On a more positive note, he goes on to talk of "a great act of love that never happens in the movies". "The insurance company was only going to pay Heath's family for the work he had done and not the whole fee. The other three actors, when they came into the role, they said: 'We'll work for the rest of Heath's fee and give it to his daughter Matilda.' They didn't work for a fee and that doesn't happen."
Johnny Depp was the key to keeping the project alive and making the change in character work. "For the audience to believe in the leap, we knew that with Johnny we were half way there, and he does it so brilliantly." Part of the fascination with the films of the London-based director is that they are unlike those made by anyone else. The production values are often so high that fans are happy to indulge his idiosyncratic characters and the fact that his stories often struggle to make sense. Doctor Parnassus is more a sequence of events and happenings than a film that revolves around a plot. It's easier to compare him to Lewis Carroll than to another director.
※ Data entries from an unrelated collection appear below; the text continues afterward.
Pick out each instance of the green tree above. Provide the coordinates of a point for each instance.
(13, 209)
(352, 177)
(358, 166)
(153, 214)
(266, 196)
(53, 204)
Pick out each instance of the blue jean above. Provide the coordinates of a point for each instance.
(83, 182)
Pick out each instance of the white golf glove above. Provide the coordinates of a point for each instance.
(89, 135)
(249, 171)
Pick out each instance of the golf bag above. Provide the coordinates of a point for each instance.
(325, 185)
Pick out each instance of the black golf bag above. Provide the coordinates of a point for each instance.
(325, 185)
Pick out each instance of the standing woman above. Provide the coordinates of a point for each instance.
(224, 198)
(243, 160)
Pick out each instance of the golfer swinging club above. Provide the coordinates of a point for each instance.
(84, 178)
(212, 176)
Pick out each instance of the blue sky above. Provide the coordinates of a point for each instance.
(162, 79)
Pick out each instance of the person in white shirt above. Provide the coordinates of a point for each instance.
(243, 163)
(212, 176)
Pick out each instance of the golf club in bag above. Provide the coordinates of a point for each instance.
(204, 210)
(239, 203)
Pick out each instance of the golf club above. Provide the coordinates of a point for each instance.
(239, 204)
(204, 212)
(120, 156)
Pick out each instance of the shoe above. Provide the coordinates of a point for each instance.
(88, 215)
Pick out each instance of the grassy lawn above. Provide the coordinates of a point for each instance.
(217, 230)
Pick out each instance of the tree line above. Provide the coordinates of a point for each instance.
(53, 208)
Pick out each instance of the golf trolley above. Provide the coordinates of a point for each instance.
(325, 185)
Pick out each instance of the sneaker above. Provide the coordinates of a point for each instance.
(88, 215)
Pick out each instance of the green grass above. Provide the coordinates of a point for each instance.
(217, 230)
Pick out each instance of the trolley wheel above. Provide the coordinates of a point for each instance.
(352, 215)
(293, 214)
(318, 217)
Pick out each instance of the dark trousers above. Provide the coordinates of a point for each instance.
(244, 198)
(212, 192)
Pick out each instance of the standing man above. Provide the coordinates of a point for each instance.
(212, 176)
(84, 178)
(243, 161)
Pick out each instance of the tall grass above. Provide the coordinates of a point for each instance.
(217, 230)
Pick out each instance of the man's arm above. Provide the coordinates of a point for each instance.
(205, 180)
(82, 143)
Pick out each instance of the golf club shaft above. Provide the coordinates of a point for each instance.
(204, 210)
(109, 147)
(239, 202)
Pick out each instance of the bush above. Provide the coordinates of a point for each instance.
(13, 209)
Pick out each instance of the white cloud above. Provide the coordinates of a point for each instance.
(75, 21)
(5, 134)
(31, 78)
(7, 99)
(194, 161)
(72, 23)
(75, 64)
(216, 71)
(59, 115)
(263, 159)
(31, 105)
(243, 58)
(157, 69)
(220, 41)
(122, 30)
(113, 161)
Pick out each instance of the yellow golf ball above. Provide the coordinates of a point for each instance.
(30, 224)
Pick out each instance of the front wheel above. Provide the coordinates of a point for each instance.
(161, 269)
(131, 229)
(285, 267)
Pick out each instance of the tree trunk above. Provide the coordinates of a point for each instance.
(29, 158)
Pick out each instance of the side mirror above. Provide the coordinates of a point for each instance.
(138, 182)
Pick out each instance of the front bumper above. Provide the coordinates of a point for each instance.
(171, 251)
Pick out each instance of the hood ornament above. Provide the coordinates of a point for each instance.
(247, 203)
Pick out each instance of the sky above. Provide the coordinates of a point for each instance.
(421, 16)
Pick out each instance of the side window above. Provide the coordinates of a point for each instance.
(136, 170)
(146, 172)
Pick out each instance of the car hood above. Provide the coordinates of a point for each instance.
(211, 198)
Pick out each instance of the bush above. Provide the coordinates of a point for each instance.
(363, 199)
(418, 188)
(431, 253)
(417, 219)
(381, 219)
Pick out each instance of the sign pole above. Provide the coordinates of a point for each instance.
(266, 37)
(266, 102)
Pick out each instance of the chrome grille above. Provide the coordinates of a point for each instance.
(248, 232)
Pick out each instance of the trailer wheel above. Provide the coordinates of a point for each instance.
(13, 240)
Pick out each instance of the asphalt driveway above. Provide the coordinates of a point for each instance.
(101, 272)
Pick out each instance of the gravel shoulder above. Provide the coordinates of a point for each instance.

Gilliam seems to concur with this and says of the Alice in Wonderland author: "His stories are made to entertain children, if not a real child then he tries to drag the child out of adults. In this film, the bit that is still there is the idea of going through the mirror and then when you look back on the world it is transformed. Suddenly you can comment on it, you can play with it, show it for what it is, the absurdity of things."
He also feels that in this way perhaps it's easier for younger audiences to like his films. "A 10-year-old is willing to trust a storyteller to take them on a journey. There is nothing more wonderful than when, as a kid, you're sitting by a campfire trying to tell a story and you're at one with it." He adds that he finds in many modern films that the structure is always the same. "You know the rhythms of the film and what should happen in Act II and the audience has been trained to respond to this. I respond in the same way, thinking where is it going, I'm getting bored now. I want to break down that structure and in a way get the audience into a different rhythm."
It's an uphill struggle, but one that Gilliam is determined to continue. The child inside him just won't let him do it any other way.